The current religious persecution in China is being carried out under a drive to “Sinicize” religion by demanding loyalty to the officially atheist Communist Party and eliminating any challenge to its power over people’s lives. According to a 2012 Gallup poll, 77 percent of Chinese are either atheists (47 percent) or non-religious (30 percent) while only 14 percent considered themselves religious.

The report cited Bob Fu of the US-based group China Aid as saying that the closure of churches in central Henan province and a prominent house church in Beijing in recent weeks represented a “significant escalation” of the crackdown.

The report cited experts and activists as saying that as he consolidates his power, President Xi Jinping was waging the most severe systematic suppression of Christianity in the country since religious freedom was written into the Chinese constitution in 1982.

The report cited a Christian pastor in the Henan city of Nanyang as saying crosses, bibles and furniture were burned during a raid on his church on Sep 5.

China’s law mandates that religious believers worship only in congregations registered with the authorities. However, many millions belong to so-called underground or house churches that defy government restrictions.

In Beijing, the Zion church, known as the largest house church in Beijing, with six branches, was shut on Sep 9 by around 60 government workers who arrived at 4:30 pm accompanied by buses, police cars and fire trucks, the church’s pastor, Ezra Jin Mingri, was cited as saying.
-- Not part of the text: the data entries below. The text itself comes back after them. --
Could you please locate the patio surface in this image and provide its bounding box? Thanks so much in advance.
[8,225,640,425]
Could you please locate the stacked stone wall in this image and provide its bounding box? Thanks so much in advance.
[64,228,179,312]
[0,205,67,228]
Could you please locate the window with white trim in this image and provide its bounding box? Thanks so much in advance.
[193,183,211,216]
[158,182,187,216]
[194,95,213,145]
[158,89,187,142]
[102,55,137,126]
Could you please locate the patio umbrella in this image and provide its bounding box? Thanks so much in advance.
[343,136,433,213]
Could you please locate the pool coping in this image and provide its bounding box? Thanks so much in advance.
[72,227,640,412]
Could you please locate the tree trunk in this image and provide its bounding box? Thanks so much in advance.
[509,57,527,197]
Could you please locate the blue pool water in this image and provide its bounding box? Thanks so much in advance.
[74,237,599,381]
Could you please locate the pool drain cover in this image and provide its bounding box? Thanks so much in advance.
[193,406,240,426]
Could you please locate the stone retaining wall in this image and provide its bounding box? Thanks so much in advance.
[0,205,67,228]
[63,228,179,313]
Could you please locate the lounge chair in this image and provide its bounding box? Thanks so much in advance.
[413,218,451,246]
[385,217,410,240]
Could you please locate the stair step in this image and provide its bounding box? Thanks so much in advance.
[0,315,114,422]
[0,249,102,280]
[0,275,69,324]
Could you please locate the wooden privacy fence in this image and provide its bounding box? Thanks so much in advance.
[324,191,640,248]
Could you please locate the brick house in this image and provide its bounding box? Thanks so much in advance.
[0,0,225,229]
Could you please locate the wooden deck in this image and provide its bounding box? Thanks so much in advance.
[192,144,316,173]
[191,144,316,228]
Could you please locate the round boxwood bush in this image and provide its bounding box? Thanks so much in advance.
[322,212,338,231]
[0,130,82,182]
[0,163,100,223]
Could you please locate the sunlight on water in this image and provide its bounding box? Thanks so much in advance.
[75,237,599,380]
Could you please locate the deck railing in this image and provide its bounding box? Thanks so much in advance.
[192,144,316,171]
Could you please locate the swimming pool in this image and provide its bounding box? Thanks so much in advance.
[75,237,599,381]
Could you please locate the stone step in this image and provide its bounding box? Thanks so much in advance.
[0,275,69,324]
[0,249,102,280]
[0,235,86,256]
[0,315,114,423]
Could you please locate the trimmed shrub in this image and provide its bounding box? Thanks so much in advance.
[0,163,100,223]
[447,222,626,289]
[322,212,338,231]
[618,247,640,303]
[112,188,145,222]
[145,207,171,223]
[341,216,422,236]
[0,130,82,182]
The officials declared the gatherings illegal and sealed off church properties, after having already placed a freeze on the pastor’s personal assets.

The report noted that all of China’s officially recognized religions appeared to have been affected by the crackdown.

In the most extreme very recent example, an estimated 1 million Uyghurs in Xinjiang have been arbitrarily detained in indoctrination camps where they are forced to denounce Islam and profess loyalty to the Communist Party.

The report noted that China currently had an estimated 38 million Protestants, with experts predicting that the country will have the world’s largest Christian population in a few decades.